その為キミと打てないもどかしさを感じていた頃とは一転して、今は充実した毎日を送っている気がする。

キミと打てるだけでこんなに満たされる自分が少し単純に思えたけど、学校帰り、手合い帰りのこの数時間が何よりの楽しみになっていた。

今日は僕の手合いが長引いてしまって、この碁会所に着いた頃には6時を回っていた。

それから進藤と一局打ってた訳だけど、終局の頃には案の定閉店の時間になってしまったのだ。
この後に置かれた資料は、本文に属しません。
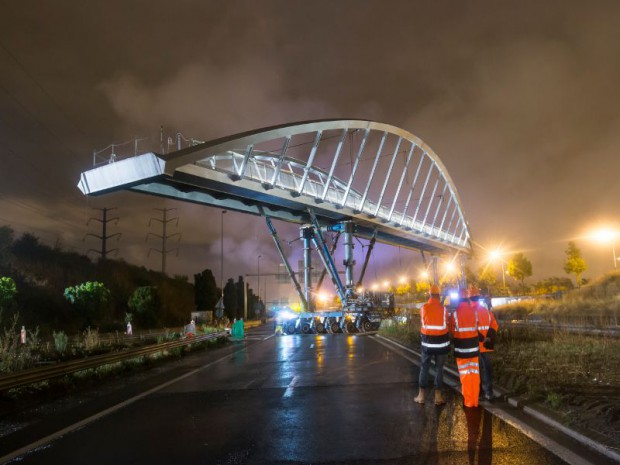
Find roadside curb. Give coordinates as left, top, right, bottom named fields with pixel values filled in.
left=522, top=404, right=620, bottom=463
left=375, top=333, right=620, bottom=464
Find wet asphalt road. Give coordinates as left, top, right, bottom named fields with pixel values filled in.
left=8, top=327, right=574, bottom=464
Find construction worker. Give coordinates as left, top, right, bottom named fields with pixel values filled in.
left=450, top=288, right=480, bottom=408
left=414, top=284, right=450, bottom=405
left=470, top=285, right=499, bottom=402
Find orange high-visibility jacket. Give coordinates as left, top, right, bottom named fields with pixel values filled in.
left=450, top=302, right=480, bottom=359
left=472, top=300, right=498, bottom=353
left=420, top=297, right=450, bottom=355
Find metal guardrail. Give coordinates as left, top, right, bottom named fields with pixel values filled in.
left=0, top=331, right=227, bottom=392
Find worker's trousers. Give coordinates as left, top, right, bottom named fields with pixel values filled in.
left=456, top=357, right=480, bottom=407
left=479, top=351, right=493, bottom=397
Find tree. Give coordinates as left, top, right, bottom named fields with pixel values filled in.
left=0, top=276, right=17, bottom=311
left=128, top=286, right=161, bottom=327
left=563, top=241, right=587, bottom=287
left=194, top=268, right=219, bottom=311
left=64, top=281, right=111, bottom=327
left=507, top=253, right=533, bottom=289
left=235, top=276, right=246, bottom=320
left=532, top=277, right=573, bottom=295
left=12, top=232, right=45, bottom=260
left=477, top=266, right=498, bottom=296
left=223, top=278, right=238, bottom=321
left=0, top=226, right=14, bottom=272
left=414, top=281, right=430, bottom=300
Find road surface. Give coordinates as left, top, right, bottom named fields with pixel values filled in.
left=1, top=326, right=606, bottom=464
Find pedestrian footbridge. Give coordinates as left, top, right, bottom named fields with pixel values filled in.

いつもはこの後1時間は検討する流れなので、それを進藤が自分の家でしようと言ってきた。



「塔矢、オレん家来るの初めてだな」

「そういえば…」

進藤の家には行ったことないな…。

もちろん彼だって僕の家にも来たことないけど。

なんだか急に親しい間柄になったようで…ちょっと嬉しくなる―。

「先に言っとくけど、あんまり片付いてないからな」

「いいよ、最初から期待してないし」

「うわっ、やな奴」

進藤がムッとして乱暴に碁石を片付け始めた。

「あーあ、結局2目半負けかぁ…」

ちぇっ…と進藤が舌打ちする。

それでもここに来だしてからの僕らの勝率は五分五分だ。

進藤の実力には本当に底が見えない。

まだ碁を始めてから3年だというのに――

うかうかしてたら抜かれてしまいそうで、少し不安になる。


「んじゃ、行こうぜ」

「あぁ」

受付の市河さんに挨拶をして二人とも碁会所を後にした。

「オマエんとこの終電て何時?」

「1時過ぎかな」

「じゃあまだまだ余裕だな」


進藤の家は意外にも碁会所からそんなに離れてない所にあって、徒歩15分ぐらいで着いてしまった。

「こんなに近かったんだ…」

目をあんぐり開けて驚いてる僕を見て進藤が笑った。

「そうだぜ。何せ小6ん時、家から一番近い碁会所に行ったらオマエがいたんだからな」

「そう…だったんだ」

ここならこれからも気軽に寄れるかもしれない…、とふと思ってしまった自分に赤面した。

来る機会があれば!の話だけど!


「ただ今〜。…つっても今日は誰もいないんだけどな」

「え?」

「父さんは出張で、母さんは友達何人かと旅行に出かけちゃっててさ」

「ふーん」

「でもその方が気がねなく打てるだろ?何なら泊まってってもいいぜ?」

「いや、ちゃんと終電までには失礼するよ」

「…オマエって真面目〜」

進藤が少し残念そうな顔をした。

泊まった方が良かったのかな…?

でも今日は着替えも何も持ってないし、明日も学校がある。

やっぱり無理だ。

「オレの部屋2階〜」

玄関を開けて、進藤はホール横にある階段から勢いよく2階に上がって行った。

「お、おじゃまします…」

僕の方も進藤の後に付いて階段を上る。


「へぇ…思ったよりかは片付いてるじゃないか」

「そうか?」

ベッドに冷蔵庫、テレビ、机…僕の部屋よりかは圧倒的にものが多いけど、この位が普通なんだろうな。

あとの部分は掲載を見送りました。